Re: possible deadlock in sk_clone_lock

From: Michal Hocko
Date: Tue Mar 02 2021 - 05:12:36 EST


On Mon 01-03-21 17:16:29, Mike Kravetz wrote:
> On 3/1/21 9:23 AM, Michal Hocko wrote:
> > On Mon 01-03-21 08:39:22, Shakeel Butt wrote:
> >> On Mon, Mar 1, 2021 at 7:57 AM Michal Hocko <mhocko@xxxxxxxx> wrote:
> > [...]
> >>> Then how come this can ever be a problem? in_task() should exclude soft
> >>> irq context unless I am mistaken.
> >>>
> >>
> >> If I take the following example of syzbot's deadlock scenario then
> >> CPU1 is the one freeing the hugetlb pages. It is in the process
> >> context but has disabled softirqs (see __tcp_close()).
> >>
> >> CPU0 CPU1
> >> ---- ----
> >> lock(hugetlb_lock);
> >> local_irq_disable();
> >> lock(slock-AF_INET);
> >> lock(hugetlb_lock);
> >> <Interrupt>
> >> lock(slock-AF_INET);
> >>
> >> So, this deadlock scenario is very much possible.
> >
> > OK, I see the point now. I was focusing on the IRQ context and hugetlb
> > side too much. We do not need to be freeing from there. All it takes is
> > to get a dependency chain over a common lock held here. Thanks for
> > bearing with me.
> >
> > Let's see whether we can make hugetlb_lock irq safe.
>
> I may be confused, but it seems like we have a general problem with
> calling free_huge_page (as a result of put_page) with interrupts
> disabled.
>
> Consider the current free_huge_page code. Today, we drop the lock
> when processing gigantic pages because we may need to block on a mutex
> in cma code. If our caller has disabled interrupts, then it doesn't
> matter if the hugetlb lock is irq safe, when we drop it interrupts will
> still be disabled we can not block . Right?
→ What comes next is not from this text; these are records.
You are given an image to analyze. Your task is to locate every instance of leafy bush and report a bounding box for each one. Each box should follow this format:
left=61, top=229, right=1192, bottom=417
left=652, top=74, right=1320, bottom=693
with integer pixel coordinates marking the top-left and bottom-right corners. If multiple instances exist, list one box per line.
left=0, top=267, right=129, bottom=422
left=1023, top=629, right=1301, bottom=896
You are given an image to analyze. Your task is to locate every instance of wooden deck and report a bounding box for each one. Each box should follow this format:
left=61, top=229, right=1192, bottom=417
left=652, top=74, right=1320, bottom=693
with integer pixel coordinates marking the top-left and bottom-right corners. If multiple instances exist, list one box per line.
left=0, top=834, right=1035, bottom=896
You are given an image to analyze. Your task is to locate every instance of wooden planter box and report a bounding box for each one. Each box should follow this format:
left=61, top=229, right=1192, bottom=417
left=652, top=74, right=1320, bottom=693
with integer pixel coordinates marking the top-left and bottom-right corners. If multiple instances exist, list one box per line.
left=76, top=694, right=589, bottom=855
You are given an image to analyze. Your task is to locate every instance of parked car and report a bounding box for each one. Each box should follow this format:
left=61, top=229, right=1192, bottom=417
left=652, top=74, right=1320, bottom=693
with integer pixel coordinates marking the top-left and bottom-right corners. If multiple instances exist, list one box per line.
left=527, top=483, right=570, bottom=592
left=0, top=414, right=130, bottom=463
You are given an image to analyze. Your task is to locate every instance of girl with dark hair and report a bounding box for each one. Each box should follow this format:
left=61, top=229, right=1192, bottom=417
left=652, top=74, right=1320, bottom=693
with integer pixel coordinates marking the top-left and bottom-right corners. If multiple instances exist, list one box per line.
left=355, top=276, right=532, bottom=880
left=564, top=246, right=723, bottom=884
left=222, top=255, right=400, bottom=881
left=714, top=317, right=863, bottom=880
If correct, then making
> hugetlb_lock irq safe would not help.
>
> Again, I may be missing something.
>
> Note that we also are considering doing more with the hugetlb lock
> dropped in this path in the 'free vmemmap of hugetlb pages' series.
>
> Since we need to do some work that could block in this path, it seems
> like we really need to use a workqueue. It is too bad that there is not
> an interface to identify all the cases where interrupts are disabled.

Wouldn't something like this help? It is quite ugly but it would be
simple enough and backportable while we come up with a more rigorous
solution. What do you think?

diff --git a/mm/hugetlb.c b/mm/hugetlb.c
index 4bdb58ab14cb..c9a8b39f678d 100644
--- a/mm/hugetlb.c
+++ b/mm/hugetlb.c
@@ -1495,9 +1495,11 @@ static DECLARE_WORK(free_hpage_work, free_hpage_workfn);
void free_huge_page(struct page *page)
{
/*
- * Defer freeing if in non-task context to avoid hugetlb_lock deadlock.
+ * Defer freeing if in non-task context or when put_page is called
+ * with IRQ disabled (e.g from via TCP slock dependency chain) to
+ * avoid hugetlb_lock deadlock.
*/
- if (!in_task()) {
+ if (!in_task() || irqs_disabled()) {
/*
* Only call schedule_work() if hpage_freelist is previously
* empty. Otherwise, schedule_work() had been called but the
--
Michal Hocko
SUSE Labs